Based on my academic and professional performance, Pakistan Navy sent me to world-renowned institutions in the UK and US for higher education.
Appreciating the academic performance of officers in high-ranking foreign institutions, PN decided to send them for PhD studies in the year 1992. I got the honour to become the first PhD-qualified officer with a PN sponsorship.
Having afforded me with the maximum opportunity to acquire higher education, the Navy utilised my knowledge optimally in the fields of education, research and development. It facilitated me to contribute significantly to launch MS and PhD programmes at the Pakistan Navy Engineering College.
All my colleagues and senior officers, including Chief of the Naval Staff, used to call me “Doctor Sahib”. Besides, in recognition of my contribution as an educator and researcher, the Navy honoured me with letters of appreciation/ commendation, Tamgha-i-Imtiaz, Sitara-i-Imtiaz and the coveted rank of Rear Admiral.
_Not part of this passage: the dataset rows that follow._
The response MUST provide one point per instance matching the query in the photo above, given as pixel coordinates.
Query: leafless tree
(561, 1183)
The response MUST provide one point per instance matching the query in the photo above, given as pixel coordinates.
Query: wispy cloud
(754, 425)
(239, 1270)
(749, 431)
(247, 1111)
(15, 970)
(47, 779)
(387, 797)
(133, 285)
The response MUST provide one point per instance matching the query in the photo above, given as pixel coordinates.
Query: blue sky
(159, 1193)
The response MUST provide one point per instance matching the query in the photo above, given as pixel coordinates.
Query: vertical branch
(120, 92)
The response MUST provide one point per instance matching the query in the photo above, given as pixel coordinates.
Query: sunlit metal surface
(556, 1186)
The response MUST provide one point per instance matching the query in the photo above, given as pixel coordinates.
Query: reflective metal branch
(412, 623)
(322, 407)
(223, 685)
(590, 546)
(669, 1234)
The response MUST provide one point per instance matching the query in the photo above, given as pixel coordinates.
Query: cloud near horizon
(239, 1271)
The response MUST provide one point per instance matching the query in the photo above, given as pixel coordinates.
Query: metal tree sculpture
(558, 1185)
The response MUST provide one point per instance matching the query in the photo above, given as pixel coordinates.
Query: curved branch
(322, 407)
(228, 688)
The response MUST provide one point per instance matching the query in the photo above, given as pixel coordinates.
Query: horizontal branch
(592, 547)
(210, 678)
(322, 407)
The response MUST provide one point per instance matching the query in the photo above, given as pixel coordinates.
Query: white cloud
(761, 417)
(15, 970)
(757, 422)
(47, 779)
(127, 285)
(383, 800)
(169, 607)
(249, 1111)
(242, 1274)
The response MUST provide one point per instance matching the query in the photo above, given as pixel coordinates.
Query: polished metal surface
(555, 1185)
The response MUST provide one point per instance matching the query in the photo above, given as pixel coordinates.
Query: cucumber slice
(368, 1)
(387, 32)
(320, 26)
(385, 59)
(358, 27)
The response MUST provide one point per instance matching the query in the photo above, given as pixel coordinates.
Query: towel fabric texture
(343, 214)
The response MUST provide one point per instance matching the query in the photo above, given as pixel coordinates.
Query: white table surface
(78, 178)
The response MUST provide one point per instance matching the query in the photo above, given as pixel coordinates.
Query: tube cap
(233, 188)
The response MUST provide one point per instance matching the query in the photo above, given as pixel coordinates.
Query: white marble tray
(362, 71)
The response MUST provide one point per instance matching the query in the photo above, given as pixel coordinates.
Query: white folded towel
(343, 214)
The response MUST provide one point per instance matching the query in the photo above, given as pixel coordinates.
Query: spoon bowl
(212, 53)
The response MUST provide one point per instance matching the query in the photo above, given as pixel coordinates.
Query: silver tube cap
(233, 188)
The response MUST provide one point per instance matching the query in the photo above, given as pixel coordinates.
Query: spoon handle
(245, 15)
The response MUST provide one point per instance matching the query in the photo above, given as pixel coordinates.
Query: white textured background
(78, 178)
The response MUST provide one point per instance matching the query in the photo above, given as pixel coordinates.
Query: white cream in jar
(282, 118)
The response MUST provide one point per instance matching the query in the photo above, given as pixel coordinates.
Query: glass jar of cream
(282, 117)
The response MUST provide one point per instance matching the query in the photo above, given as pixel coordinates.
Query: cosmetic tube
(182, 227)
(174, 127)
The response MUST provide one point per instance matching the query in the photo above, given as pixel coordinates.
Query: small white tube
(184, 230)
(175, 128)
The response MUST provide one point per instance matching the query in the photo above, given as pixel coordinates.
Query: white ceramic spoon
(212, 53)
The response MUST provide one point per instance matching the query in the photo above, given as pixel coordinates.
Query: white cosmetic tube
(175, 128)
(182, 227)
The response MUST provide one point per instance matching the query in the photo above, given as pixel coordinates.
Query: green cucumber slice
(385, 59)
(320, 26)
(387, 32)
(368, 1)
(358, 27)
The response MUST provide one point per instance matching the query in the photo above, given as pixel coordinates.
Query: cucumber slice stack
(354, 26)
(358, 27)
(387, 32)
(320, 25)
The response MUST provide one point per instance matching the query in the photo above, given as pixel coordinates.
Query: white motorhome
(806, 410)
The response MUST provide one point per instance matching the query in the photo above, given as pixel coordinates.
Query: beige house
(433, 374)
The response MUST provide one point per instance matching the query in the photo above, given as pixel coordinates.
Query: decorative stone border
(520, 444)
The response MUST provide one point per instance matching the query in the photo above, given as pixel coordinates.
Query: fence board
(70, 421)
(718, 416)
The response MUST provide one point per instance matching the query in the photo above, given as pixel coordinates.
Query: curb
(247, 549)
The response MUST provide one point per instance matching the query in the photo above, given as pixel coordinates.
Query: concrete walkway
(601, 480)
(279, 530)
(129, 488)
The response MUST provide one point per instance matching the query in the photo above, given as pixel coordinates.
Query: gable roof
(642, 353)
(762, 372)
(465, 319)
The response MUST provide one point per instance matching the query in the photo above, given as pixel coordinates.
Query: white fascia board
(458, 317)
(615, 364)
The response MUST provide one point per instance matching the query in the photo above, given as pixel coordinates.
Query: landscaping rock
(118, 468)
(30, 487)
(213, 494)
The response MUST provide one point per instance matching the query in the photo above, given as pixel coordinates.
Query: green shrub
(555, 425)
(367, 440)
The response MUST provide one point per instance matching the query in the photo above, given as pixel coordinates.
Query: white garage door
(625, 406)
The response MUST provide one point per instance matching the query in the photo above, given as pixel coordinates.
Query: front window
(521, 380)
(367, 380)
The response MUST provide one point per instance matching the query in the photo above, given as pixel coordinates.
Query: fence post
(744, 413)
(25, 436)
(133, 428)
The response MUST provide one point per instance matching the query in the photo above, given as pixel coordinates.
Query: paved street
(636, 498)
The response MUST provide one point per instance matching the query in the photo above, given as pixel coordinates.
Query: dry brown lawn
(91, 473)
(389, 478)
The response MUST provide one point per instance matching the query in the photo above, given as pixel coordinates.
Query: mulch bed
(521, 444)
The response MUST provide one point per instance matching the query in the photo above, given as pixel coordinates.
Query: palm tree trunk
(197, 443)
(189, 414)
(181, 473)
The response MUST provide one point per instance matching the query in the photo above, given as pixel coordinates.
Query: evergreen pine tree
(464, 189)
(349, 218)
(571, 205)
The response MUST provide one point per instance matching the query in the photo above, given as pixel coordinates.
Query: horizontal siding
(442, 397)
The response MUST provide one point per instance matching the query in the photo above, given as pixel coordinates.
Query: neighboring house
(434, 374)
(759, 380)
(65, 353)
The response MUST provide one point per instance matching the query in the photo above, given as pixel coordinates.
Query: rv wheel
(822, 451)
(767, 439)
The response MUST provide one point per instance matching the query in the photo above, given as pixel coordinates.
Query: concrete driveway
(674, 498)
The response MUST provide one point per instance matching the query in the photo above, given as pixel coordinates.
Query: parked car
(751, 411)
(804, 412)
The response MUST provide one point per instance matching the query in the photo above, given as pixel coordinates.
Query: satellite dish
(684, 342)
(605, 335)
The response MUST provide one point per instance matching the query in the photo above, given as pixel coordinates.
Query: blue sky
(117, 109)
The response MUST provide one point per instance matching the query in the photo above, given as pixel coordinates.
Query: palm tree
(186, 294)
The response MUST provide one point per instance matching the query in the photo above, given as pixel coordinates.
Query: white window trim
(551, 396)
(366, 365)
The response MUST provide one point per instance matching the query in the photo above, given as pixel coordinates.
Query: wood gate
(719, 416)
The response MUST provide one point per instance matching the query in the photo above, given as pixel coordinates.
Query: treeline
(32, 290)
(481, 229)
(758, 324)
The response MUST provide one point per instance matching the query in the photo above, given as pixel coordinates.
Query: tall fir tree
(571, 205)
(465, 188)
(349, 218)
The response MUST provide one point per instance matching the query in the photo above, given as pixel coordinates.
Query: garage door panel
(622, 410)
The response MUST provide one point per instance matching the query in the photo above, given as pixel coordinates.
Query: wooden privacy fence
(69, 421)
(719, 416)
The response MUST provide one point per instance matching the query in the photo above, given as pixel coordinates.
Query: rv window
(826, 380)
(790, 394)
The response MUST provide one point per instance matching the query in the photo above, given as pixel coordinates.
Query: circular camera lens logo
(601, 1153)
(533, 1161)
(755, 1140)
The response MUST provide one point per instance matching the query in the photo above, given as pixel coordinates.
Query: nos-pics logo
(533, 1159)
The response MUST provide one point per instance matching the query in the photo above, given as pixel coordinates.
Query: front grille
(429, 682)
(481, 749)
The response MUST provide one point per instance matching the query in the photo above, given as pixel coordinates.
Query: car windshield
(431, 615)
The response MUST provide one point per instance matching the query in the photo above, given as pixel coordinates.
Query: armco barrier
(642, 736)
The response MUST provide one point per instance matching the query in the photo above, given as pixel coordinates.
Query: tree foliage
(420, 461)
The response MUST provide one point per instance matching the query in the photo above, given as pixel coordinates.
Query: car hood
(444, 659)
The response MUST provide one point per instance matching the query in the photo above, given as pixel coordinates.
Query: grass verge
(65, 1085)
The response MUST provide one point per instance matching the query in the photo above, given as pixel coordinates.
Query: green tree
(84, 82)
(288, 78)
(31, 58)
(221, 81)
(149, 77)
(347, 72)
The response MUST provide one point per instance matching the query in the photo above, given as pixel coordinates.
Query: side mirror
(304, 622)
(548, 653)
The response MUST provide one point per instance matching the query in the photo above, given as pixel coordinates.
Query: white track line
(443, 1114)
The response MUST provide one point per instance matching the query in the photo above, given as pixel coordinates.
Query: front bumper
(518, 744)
On retirement from the Navy, the Vice Chancellor NED University of Engineering & Technology honoured me with the position of Dean (ECE).
Today, for a large number of parents, the first choice for their children’s education is NUST, Bahria Colleges, DHA and Army Public Schools. This would not have been the case had the armed forces not inculcated love and respect for knowledge, books and teachers in their institutions.
PROF (Dr) SARFRAZ HUSSAIN Karachi
THIS is with reference to the letter (Jan 19) by Commander (Rtd) Khalid Durrani. I endorse his views as I myself have been teaching for the last many years at different levels after resigning from Pakistan Air Force in 1991.
Unfortunately, teachers are not given the respect and status they enjoy elsewhere in developed countries. This is one reason that most talented and educated youths opt for professions other than teaching. I have seldom heard of any parents saying they want their children to become a teacher when they grow up.
Most of them want their children to become engineers, doctors, CSP officers or in armed forces or they want to go abroad for higher studies and then settle there to make a good fortune. None have proudly said that they wanted their children to become teachers.
I request the government and the public to give due respect to teachers. People should join the teaching profession as willingly as they aspire to join other prestigious professions.